While the project is ready to be executed, and Fr. Peters has identified willing students, the recent surge in COVID-19 cases has put a pause on it, for now. 

“These are extraordinarily strange times,” Fr. Peters said. “When I pitched (the idea) in my classes at Christ the King, a lot of kids were very interested, but we also need parents excited and feeling safe (to send their kids) and these are very unsafe feeling times.”

It’s important for young Black Catholics to see themselves represented in the Church, said Vickie Figueroa, director of Black Catholic ministries in the Archdiocese of Detroit.  

When the project does finally begin, the environment will be safe, sanitized and socially distanced, Fr. Peters said, adding the planning could even be started remotely through Zoom sessions. 
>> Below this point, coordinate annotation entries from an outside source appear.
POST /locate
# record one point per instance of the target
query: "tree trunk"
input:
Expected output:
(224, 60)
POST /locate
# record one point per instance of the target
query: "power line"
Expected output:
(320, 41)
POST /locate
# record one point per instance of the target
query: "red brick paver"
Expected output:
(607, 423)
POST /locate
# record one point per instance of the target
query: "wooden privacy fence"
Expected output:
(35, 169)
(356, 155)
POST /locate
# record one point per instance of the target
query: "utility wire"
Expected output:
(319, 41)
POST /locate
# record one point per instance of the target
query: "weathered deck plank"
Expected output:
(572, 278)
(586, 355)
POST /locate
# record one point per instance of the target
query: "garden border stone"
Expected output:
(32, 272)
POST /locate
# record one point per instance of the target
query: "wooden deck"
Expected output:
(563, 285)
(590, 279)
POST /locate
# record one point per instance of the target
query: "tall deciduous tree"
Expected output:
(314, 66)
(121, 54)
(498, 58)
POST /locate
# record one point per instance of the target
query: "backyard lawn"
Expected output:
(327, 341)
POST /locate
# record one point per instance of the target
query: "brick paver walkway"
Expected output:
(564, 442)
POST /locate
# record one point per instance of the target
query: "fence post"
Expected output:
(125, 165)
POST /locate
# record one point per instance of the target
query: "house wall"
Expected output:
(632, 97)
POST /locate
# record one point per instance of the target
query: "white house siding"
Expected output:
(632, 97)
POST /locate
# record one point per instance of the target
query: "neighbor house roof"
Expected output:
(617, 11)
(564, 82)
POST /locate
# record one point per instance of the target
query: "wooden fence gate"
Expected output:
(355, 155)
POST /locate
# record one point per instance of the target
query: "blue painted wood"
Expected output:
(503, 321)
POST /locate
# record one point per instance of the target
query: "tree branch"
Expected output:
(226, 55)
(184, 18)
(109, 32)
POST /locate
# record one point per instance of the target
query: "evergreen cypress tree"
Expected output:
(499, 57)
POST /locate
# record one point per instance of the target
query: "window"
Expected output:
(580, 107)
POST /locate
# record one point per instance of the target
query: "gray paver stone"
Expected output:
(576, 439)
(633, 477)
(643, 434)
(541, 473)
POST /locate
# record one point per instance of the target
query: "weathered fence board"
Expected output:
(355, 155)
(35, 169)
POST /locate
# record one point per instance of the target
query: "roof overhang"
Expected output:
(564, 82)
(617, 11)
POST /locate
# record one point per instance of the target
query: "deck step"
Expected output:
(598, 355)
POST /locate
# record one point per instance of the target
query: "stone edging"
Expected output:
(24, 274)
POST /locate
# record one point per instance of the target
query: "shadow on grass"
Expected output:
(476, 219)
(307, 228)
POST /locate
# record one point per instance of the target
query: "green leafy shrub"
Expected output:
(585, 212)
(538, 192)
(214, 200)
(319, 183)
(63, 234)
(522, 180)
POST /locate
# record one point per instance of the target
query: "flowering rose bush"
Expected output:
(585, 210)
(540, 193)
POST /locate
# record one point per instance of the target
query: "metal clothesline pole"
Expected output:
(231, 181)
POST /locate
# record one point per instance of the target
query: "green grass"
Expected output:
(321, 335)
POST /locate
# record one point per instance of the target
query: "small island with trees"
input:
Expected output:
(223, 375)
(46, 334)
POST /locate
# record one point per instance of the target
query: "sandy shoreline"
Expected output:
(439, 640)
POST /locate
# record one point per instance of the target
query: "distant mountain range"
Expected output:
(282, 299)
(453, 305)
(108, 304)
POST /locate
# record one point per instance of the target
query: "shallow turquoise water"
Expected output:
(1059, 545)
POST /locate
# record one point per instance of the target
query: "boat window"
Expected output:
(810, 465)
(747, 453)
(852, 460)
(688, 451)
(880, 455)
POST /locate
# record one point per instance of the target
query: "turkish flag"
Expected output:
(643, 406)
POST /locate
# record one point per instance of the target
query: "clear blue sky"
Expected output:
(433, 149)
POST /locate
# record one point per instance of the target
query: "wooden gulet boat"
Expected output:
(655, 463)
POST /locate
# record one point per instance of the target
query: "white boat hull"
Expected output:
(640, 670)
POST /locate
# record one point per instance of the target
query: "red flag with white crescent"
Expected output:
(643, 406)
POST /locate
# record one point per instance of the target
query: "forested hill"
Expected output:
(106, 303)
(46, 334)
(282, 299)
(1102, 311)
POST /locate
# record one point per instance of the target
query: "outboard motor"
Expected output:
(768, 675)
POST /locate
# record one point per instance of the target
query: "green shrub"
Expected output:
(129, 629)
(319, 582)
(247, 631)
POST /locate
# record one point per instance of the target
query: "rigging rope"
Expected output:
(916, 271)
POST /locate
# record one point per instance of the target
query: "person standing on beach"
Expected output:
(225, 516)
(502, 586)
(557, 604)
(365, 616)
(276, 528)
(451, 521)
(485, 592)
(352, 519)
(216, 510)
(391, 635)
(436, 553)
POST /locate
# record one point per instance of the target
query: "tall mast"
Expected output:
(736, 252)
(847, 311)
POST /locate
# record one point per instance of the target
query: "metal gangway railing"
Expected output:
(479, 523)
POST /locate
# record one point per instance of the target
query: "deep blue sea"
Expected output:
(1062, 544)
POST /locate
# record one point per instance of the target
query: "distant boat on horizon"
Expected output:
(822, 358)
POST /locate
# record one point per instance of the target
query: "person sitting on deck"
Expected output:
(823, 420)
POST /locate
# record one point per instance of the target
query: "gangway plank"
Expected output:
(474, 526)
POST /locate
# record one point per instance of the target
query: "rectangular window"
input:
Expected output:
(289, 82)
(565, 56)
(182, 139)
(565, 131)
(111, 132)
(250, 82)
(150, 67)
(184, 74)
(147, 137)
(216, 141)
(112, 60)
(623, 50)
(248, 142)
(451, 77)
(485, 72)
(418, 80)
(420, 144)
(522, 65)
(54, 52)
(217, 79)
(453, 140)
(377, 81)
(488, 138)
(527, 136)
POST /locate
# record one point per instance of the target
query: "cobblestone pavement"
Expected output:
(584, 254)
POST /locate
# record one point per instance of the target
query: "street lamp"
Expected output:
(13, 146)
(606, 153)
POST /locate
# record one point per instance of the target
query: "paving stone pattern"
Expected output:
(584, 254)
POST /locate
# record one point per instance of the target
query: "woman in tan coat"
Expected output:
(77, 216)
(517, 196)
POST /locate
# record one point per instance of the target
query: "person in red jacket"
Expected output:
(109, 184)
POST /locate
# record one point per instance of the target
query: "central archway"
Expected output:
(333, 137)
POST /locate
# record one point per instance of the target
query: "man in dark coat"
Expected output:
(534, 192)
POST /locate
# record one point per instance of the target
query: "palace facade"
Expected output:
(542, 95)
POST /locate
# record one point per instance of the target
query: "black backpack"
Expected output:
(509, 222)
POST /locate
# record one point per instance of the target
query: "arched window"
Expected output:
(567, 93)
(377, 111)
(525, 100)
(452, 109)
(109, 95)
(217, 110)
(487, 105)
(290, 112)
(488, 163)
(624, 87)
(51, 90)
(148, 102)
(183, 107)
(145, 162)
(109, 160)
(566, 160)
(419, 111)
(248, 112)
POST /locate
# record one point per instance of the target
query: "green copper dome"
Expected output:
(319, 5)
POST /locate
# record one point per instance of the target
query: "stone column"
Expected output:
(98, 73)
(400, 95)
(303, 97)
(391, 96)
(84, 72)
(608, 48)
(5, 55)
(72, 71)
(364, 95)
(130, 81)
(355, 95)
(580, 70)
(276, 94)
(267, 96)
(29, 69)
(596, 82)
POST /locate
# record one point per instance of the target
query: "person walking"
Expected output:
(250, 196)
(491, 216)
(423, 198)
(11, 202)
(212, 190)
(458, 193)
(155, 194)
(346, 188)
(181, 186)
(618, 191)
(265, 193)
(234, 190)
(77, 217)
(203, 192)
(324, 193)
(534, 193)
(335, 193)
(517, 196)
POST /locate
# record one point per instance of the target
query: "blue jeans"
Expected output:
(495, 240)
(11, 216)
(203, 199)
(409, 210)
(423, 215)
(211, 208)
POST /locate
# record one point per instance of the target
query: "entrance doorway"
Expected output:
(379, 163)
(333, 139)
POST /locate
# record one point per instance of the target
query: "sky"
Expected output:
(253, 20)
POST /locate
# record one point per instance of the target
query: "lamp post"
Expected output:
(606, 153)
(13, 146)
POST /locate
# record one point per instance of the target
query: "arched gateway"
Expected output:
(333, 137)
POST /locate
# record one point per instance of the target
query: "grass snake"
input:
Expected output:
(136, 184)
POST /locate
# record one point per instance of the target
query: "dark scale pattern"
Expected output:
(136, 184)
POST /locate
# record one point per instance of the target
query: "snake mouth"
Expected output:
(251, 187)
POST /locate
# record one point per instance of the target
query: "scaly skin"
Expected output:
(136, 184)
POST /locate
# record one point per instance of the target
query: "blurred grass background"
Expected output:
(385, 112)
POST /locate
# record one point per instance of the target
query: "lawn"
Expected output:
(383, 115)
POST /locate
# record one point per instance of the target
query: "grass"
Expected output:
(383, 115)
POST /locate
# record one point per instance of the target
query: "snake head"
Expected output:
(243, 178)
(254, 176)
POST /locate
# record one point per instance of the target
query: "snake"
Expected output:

Fr. Peters said he’s considered creating a video trailer to pitch the project to prospective students and parents, “so parents will want their kids to be involved in this.”

“This is Detroit excellence here, and we want to celebrate all these great aspects of who are as Detroiters, but also who we are as children of God,” Fr. Peters said.

No matter when the project will be started and completed, the committee members agree it’s important for young Black Catholics to have role models in their faith. 

“It is very important for them to see saints who look like them because they need to know that they are persevering in the faith for a reason, and that other people have died and gone before them,” Figueroa said. “The Catholic Church has not always been super kind to African-Americans or people of color. Sometimes Blacks were denied Communion, or segregated by pews. We want people to know that despite these challenges, people remain Catholic, they remain heroes and faithful to their cause, and God helped them persevere.”